Reclassification of prosthesis–patient mismatch after transcatheter aortic valve replacement using predicted vs. measured indexed effective orifice area
Abstract
Abstract Aims The objective was to compare the incidence and impact on outcomes of measured (PPMM) vs. predicted (PPMP) prosthesis–patient mismatch following transcatheter aortic valve replacement (TAVR). Methods and results All consecutives patients who underwent TAVR between 2007 and 2018 were included. Effective orifice area (EOA) was measured by Doppler-echocardiography using the continuity equation and predicted according to the normal reference for each model and size of valve.
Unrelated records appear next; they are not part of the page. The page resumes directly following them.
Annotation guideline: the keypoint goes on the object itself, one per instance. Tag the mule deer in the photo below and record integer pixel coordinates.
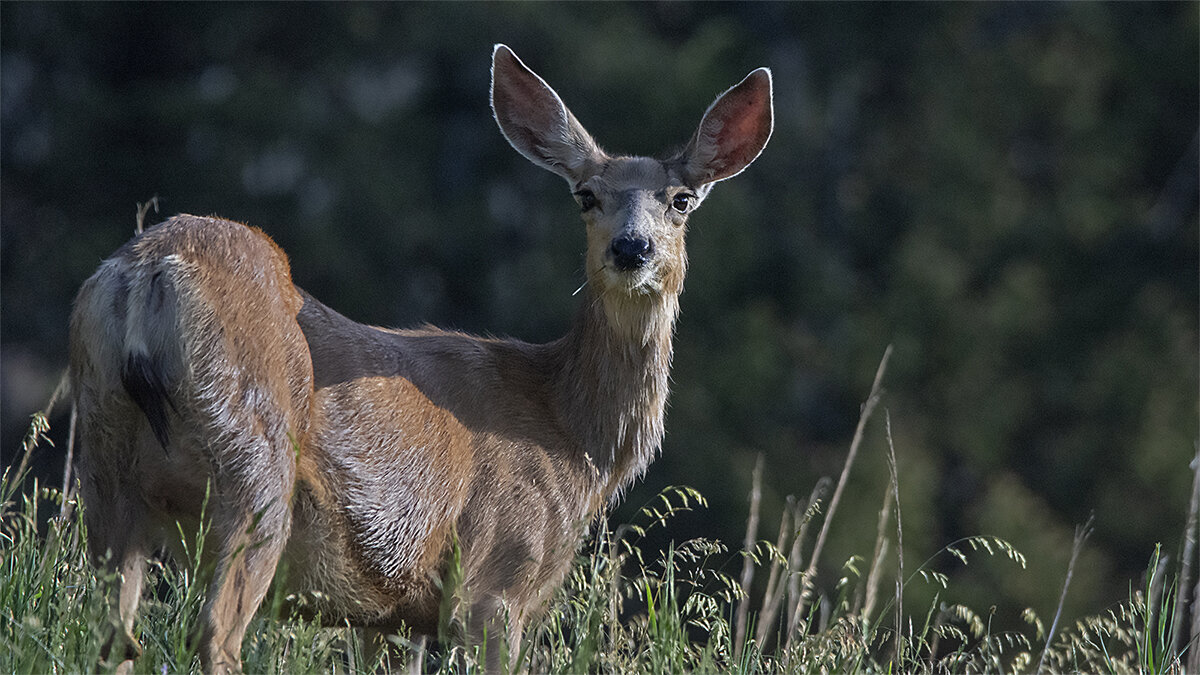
(367, 458)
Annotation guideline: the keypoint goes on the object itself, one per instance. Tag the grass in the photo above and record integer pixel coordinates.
(623, 608)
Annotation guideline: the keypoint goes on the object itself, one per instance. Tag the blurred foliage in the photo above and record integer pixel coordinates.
(1007, 192)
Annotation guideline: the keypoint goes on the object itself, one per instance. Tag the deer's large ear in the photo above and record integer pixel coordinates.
(733, 131)
(535, 121)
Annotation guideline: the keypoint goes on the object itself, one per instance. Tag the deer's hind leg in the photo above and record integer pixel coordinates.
(119, 532)
(251, 519)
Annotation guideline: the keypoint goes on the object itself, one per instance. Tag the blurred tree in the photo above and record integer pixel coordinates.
(1005, 191)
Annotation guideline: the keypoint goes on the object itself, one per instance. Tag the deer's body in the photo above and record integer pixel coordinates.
(363, 458)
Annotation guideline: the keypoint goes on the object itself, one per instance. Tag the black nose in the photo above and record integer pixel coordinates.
(630, 252)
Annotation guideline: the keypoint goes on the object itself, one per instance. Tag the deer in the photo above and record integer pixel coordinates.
(365, 461)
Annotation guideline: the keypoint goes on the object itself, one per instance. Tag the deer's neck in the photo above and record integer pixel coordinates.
(613, 384)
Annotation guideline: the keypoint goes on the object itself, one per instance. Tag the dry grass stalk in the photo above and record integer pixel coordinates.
(774, 593)
(895, 494)
(748, 563)
(793, 556)
(810, 572)
(881, 551)
(1081, 533)
(1186, 561)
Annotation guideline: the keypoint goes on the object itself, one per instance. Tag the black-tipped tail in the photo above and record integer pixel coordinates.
(147, 387)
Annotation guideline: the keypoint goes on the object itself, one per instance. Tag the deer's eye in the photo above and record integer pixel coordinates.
(587, 199)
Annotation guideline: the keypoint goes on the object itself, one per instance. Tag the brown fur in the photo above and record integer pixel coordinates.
(361, 455)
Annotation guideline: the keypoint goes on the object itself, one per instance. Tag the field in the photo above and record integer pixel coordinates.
(624, 609)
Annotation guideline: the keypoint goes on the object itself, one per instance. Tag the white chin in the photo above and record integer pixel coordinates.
(633, 282)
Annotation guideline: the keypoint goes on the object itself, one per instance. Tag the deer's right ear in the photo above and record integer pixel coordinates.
(537, 123)
(732, 133)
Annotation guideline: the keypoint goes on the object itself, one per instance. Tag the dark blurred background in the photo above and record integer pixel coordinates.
(1007, 192)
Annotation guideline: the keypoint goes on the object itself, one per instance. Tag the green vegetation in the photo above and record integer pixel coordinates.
(624, 608)
(1005, 191)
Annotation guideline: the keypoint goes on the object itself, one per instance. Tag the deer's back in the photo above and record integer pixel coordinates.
(424, 440)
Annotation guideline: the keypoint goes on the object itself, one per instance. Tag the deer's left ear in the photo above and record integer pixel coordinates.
(535, 121)
(732, 133)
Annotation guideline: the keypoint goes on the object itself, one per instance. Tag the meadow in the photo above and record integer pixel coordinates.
(700, 605)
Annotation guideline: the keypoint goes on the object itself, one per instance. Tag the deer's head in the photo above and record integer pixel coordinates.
(635, 208)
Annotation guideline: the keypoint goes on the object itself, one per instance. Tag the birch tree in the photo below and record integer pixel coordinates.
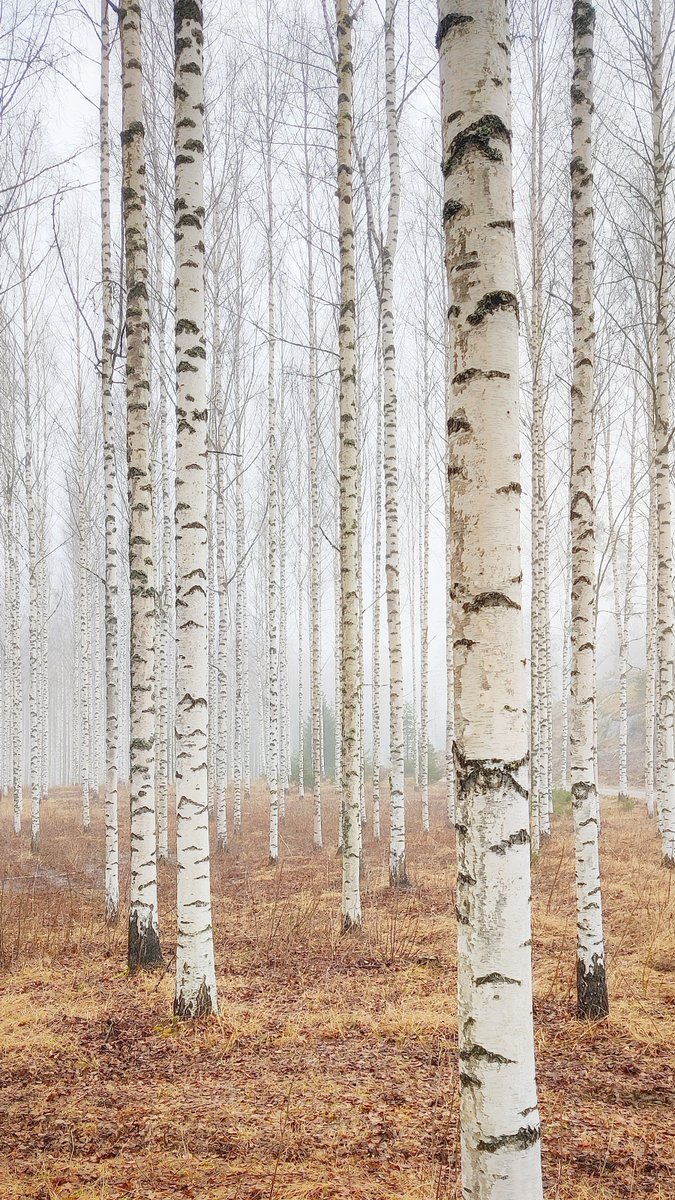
(348, 589)
(591, 978)
(195, 961)
(144, 948)
(499, 1114)
(109, 486)
(663, 435)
PPM was defined using EOA indexed (EOAi) to body surface area as moderate if ≤0.85 cm2/m2 and severe if ≤ 0.65 cm2/m2 (respectively, ≤ 0.70 and ≤ 0.55 cm2/m2 if body mass index ≥ 30 kg/m2). The outcome endpoints were high residual gradient (≥20 mmHg) and the composite of cardiovascular mortality and hospital readmission for heart failure at 1 year. Overall, 1088 patients underwent a TAVR (55% male, age 79.1 ± 8.4 years, and STS score 6.6 ± 4.7%); balloon-expandable device was used in 83%. Incidence of moderate (10% vs. 27%) and severe (1% vs. 17%) PPM was markedly lower when defined by predicted vs. measured EOAi (P < 0.001). Balloon-expandable device implantation (OR: 1.90, P = 0.029) and valve-in-valve procedure (n = 118; OR: 3.21, P < 0.001) were the main factors associated with PPM occurrence. Compared with measured PPM, predicted PPM showed stronger association with high residual gradient. Severe measured or predicted PPM was not associated with clinical outcomes. Conclusion The utilization of the predicted EOAi reclassifies the majority of patients with PPM to no PPM following TAVR. Compared with measured PPM, predicted PPM had stronger association with haemodynamic outcomes, while both methods were not associated with clinical outcomes.